Published Aug 11, 2026Featured #3In the daily list Aug 12, 2026
Daily score72.8
Editorial review7.5
Relevance0.472
Freshness0.722

Why It Matters

What makes this one worth your time

This research could significantly streamline the modeling process in Constraint Programming, making it more accessible and efficient for practitioners who may lack deep expertise.
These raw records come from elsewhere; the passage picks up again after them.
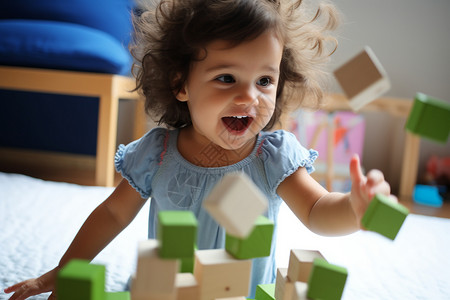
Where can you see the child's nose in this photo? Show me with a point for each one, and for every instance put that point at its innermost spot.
(247, 95)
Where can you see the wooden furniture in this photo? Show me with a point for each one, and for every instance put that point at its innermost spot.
(107, 87)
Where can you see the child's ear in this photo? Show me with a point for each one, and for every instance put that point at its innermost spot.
(182, 95)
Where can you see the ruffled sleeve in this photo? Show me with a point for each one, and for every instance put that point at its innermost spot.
(139, 160)
(282, 155)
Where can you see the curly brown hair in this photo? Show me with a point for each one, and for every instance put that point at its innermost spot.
(169, 35)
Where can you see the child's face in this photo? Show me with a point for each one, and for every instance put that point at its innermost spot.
(231, 93)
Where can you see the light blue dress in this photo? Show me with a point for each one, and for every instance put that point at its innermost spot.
(155, 168)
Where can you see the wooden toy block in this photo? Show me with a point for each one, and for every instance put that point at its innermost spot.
(284, 288)
(235, 203)
(187, 287)
(430, 118)
(384, 216)
(265, 291)
(177, 232)
(81, 280)
(301, 263)
(220, 275)
(362, 78)
(118, 296)
(300, 291)
(324, 274)
(257, 244)
(155, 277)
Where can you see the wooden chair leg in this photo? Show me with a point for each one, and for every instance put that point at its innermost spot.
(410, 165)
(106, 138)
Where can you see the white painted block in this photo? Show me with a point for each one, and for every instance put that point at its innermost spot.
(220, 275)
(235, 203)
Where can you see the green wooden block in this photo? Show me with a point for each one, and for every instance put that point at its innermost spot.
(118, 296)
(326, 281)
(81, 280)
(265, 292)
(429, 118)
(177, 232)
(257, 244)
(384, 216)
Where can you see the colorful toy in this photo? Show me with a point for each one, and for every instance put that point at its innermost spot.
(235, 203)
(362, 78)
(265, 292)
(301, 264)
(327, 281)
(177, 233)
(429, 118)
(257, 244)
(384, 216)
(221, 275)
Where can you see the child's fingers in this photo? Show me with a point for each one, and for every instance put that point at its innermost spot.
(355, 170)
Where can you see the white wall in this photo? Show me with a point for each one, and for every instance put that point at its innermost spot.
(411, 38)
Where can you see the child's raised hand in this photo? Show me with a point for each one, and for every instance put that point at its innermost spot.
(364, 188)
(35, 286)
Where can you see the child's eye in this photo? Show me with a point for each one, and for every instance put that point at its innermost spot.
(264, 81)
(226, 79)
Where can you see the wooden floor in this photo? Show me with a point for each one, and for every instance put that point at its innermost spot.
(86, 177)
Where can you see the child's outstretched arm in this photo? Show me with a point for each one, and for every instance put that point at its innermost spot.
(100, 228)
(328, 213)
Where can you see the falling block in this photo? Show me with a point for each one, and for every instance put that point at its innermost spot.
(362, 78)
(284, 288)
(81, 280)
(300, 291)
(220, 275)
(177, 232)
(430, 118)
(257, 244)
(155, 276)
(186, 286)
(384, 216)
(265, 291)
(235, 203)
(118, 296)
(301, 264)
(324, 274)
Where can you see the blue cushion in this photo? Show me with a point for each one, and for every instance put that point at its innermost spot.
(64, 46)
(111, 16)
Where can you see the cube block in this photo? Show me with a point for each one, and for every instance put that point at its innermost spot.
(265, 291)
(177, 232)
(301, 263)
(118, 296)
(384, 216)
(235, 203)
(187, 287)
(81, 280)
(220, 275)
(155, 277)
(257, 244)
(327, 281)
(362, 78)
(284, 288)
(430, 118)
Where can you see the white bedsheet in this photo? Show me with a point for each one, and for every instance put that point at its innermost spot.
(38, 220)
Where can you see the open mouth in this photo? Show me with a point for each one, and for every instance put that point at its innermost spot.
(237, 124)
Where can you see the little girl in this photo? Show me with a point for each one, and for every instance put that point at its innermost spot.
(218, 74)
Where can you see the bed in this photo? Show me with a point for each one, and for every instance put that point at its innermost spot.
(38, 220)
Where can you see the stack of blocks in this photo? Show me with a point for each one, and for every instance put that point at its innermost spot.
(309, 276)
(171, 269)
(81, 280)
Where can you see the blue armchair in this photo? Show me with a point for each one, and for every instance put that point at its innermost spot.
(76, 47)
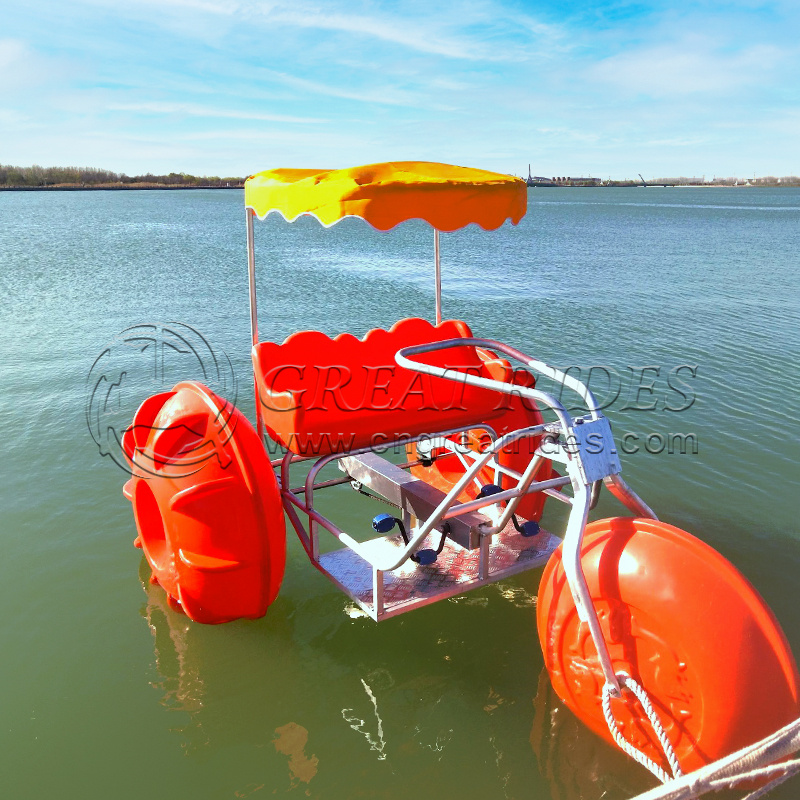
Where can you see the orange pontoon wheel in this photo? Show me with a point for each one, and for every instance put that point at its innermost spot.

An LLM agent enhances constraint models by autonomously reformulating and validating them.

Summary

The paper presents an agentic framework utilizing a Large Language Model (LLM) to reformulate constraint models for Constraint Programming (CP), demonstrating improved performance over traditional methods through empirical validation of alternative formulations.

Key contributions

  • Introduction of an agentic framework for constraint model reformulation using LLMs.
  • Demonstration of improved performance across multiple combinatorial optimization problems compared to original models.
  • Empirical validation of model correctness through an innovative iterative process.

Notable insights

  • The use of an LLM for iterative diagnosis and repair of constraint models is a novel approach that leverages the strengths of AI in problem-solving.
  • Empirical validation of model correctness rather than relying solely on predefined rules allows for greater flexibility and adaptability in model reformulation.

Possible limitations

  • Not stated in the abstract.

Abstract

arXiv:2608.08127v1 Announce Type: new Abstract: The runtime of Constraint Programming (CP) solvers is highly sensitive to modeling choices, such as symmetry breaking, implied constraints, global constraints, constraint reformulation, and variable representation. Improving these constraint models has traditionally required human expertise, and existing automated reformulation systems are restricted to a predefined library of hand-crafted transformation rules. We introduce an agentic framework that instead reformulates a constraint model from an open-ended space and establishes correctness empirically rather than by construction: a Large Language Model (LLM) agent, given a model and three training instances, proposes alternative formulations, validates each by injecting its solution back into the original model, and diagnoses and repairs failures, returning the best variant it finds in a median of about fifteen minutes. The models are expressed in the CPMpy modeling library, and each proposed model is evaluated on three larger test instances. Across nine combinatorial optimization problems, the generated models outperform the originals on 21 of 27 test instances, and on some problems solve more than two orders of magnitude faster. A comparison against non-agentic baselines that reuse the same validation and selection tools indicates that the gains stem from the agent's iterative diagnosis and repair, not merely from sampling several candidates. These results demonstrate that autonomous agentic methods can support the improvement of constraint models.